Un sudor frío cruzó por la frente de Cornelius ante esa respuesta, que consideraba como una ironía un poco brutal, por parte, sobre todo, de un oficial que se le había dicho estaba agregado a la persona del príncipe.

El desgraciado comprendió que la cosa no tenía remedio, que no tenía ya amigos, y se resignó.

-Sea -murmuró bajando la cabeza-, cosas peores se le hicieron a Cristo, y por inocente que yo sea, no puedo compararme a Él. Cristo se habría dejado golpear por su carcelero y no le hubiera pegado.

Luego, volviéndose hacia el oficial, que parecía esperar complaciente a que acabara sus reflexiones, preguntó:

-Veamos, señor, ¿adónde me lleváis?

El oficial le señaló una carroza enganchada a cuatro caballos, que le recordó mucho a la carroza que en parecidas circunstancias había ya herido sus miradas en la Buytenhoff.

-Subid -ordenó.

-¡Ah! -murmuró Cornelius-. ¡Parece que no se me harán a mí los honores de la explanada!

Pronunció estas palabras en voz bastante alta para que el historiador que parecía agregado a su persona las oyera.

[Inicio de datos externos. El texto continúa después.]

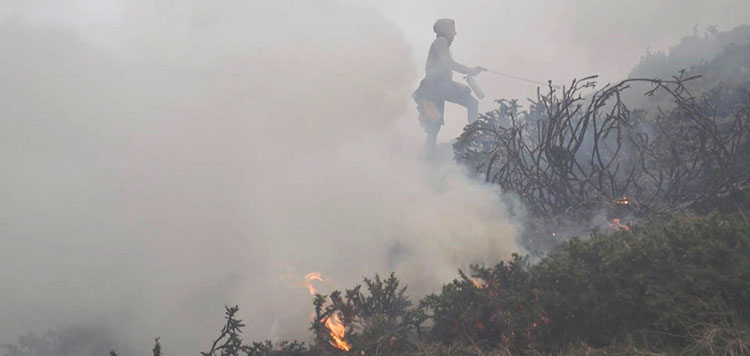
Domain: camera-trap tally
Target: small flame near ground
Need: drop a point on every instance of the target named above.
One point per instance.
(308, 281)
(478, 283)
(336, 328)
(337, 331)
(616, 223)
(623, 201)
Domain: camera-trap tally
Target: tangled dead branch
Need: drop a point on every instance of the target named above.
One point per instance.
(570, 155)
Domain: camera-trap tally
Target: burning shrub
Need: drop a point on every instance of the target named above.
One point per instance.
(379, 322)
(569, 158)
(497, 307)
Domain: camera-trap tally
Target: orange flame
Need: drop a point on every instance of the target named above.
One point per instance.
(623, 201)
(308, 278)
(478, 283)
(337, 329)
(616, 222)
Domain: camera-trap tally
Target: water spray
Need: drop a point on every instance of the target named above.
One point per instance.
(480, 93)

Éste creyó, sin duda, que era deber suyo darle nuevos informes a Cornelius, porque se acercó a la portezuela, y mientras el oficial, de pie sobre el estribo daba unas órdenes, le dijo por lo bajo:

-Hemos visto a condenados conducidos a su propia ciudad, y para que el ejemplo fuera más eficaz, sufrir allí el suplicio delante de la puerta de su propia casa. Esto depende.

Cornelius hizo un gesto de agradecimiento.

«¡Pues bien! -se dijo-. Aquí hay, en buena hora, un muchacho al que no le falta nunca el placer de una consolación cuando se presenta la ocasión. Por mi fe, amigo mío, os estoy muy obligado. ¡Adiós!»

El coche empezó a rodar.

-¡Ah! ¡Criminal! ¡Ah! ¡Bandido! -aulló Gryphus mostrando el puño a su víctima que se le escapaba-. Y decir que se va sin devolverme a mi hija.

«Si me conducen a Dordrecht -murmuró Cornelius para sí-, veré al pasar por delante de mi casa si mis pobres platabandas han sido destrozadas.»